We know that HDFS supports Kerberos authentication , but how does HDFS map the Kerberos principals to local unix/linux usernames?
Before we begin this topic, lets first understand what a Kerberos principal consists of ,
For example given following principal,we can see there are two componets
there is a realm component DOMAIN.COM and user component hdfs , sometimes user component will comprise of two sub components separated by / . hdfs/admin@DOMAIN.COM
Why convert Kerberos principal to local user ?

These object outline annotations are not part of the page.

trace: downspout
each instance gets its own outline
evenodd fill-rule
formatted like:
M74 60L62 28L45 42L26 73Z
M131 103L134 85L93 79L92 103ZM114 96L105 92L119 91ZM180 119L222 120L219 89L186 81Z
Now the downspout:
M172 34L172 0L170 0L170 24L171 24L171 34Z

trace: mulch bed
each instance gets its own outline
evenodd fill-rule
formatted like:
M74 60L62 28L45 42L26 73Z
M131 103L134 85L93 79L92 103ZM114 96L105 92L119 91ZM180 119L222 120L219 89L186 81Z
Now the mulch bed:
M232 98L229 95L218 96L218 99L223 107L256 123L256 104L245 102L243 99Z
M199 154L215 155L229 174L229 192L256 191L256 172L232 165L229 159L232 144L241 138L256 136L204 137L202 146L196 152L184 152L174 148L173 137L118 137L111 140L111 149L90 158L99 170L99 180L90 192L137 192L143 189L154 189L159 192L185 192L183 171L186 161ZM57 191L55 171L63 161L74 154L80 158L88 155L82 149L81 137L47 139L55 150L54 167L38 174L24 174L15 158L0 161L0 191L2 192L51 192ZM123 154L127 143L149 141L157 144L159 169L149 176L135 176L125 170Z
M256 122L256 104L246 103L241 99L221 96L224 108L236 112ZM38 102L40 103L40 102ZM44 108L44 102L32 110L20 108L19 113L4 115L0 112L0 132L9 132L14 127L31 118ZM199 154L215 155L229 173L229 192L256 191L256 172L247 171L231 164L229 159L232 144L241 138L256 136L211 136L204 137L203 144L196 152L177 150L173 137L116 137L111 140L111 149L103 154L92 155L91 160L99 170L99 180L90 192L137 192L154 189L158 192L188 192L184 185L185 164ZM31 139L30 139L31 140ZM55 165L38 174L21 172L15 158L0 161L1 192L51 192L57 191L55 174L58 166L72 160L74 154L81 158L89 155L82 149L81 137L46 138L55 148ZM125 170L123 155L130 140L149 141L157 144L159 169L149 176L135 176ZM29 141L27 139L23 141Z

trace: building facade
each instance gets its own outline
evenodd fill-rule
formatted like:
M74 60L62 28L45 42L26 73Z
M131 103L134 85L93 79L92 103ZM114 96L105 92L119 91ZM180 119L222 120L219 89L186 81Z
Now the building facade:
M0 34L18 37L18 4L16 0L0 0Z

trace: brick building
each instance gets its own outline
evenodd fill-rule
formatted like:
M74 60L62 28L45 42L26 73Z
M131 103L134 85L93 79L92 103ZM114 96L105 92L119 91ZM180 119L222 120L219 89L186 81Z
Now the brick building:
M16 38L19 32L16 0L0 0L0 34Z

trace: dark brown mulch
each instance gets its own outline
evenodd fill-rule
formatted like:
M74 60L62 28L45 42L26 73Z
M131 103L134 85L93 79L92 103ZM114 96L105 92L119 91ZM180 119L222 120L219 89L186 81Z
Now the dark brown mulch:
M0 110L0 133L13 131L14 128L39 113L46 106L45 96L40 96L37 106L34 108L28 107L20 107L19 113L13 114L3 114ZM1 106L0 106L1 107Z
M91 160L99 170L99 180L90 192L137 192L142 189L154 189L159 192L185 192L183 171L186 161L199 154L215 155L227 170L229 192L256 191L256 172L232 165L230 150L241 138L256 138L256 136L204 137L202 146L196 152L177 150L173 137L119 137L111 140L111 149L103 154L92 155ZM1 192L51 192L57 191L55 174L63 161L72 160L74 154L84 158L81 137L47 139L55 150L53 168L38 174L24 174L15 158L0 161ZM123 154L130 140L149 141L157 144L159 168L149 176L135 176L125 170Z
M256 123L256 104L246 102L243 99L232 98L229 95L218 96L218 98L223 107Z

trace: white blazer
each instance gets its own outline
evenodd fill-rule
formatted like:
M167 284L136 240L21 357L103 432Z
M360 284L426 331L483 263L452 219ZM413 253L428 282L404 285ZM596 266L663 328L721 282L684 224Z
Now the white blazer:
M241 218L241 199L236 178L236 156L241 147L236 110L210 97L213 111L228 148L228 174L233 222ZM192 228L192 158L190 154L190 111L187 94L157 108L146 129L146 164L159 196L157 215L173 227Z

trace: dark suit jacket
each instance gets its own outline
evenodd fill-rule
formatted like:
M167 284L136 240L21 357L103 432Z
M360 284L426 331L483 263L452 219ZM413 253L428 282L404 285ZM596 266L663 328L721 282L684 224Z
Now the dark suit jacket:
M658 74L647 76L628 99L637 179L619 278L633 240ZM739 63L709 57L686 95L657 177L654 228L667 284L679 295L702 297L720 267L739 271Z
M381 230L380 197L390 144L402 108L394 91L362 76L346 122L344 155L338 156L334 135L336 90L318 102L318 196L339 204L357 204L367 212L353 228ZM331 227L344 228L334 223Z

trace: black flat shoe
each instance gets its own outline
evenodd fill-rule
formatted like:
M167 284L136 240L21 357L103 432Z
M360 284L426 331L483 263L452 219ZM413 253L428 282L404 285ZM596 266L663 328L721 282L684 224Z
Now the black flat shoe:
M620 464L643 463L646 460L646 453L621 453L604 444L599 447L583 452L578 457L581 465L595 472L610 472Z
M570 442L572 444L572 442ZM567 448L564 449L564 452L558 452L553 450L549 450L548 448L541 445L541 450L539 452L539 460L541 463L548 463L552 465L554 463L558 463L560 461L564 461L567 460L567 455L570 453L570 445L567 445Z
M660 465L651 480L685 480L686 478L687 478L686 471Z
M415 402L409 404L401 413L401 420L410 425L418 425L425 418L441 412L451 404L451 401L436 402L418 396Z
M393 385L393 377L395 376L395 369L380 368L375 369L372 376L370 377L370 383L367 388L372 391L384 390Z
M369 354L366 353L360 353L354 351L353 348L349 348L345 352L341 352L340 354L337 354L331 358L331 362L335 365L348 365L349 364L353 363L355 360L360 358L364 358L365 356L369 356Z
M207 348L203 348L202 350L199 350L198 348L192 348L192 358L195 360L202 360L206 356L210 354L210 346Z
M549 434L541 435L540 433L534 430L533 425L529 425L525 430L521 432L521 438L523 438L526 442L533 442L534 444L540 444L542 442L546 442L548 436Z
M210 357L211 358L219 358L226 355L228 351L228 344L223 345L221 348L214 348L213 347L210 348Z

HDFS uses ShellBasedUnixGroupsMapping by default , which means it uses linux/unix commands to fetch the group details of a particular user (i.e id username). The group details are further utilized for access control check on HDFS files and folders.
How does HDFS convert principal to local user ?
HDFS translates Kerberos principals using set of regex rules defined in core-site.xml. The hadoop.security.auth_to_local property contains the regex rules.
The default rule is to strip the realm name from the principal ,
i.e hdfs@DOMAIN.COM is converted to hdfs.
The regex pattern is similar to regex in Perl.
Lets look at one of the translation rule, it has 3 parts base , filter and substitution
The base uses $0 to represent the realm, $1 for the first component and $2 means the second component in username.
consider principal hdfs/admin@DOMAIN.COM ,
here DOMAIN.COM is $0, $1 is admin and $2 is admin.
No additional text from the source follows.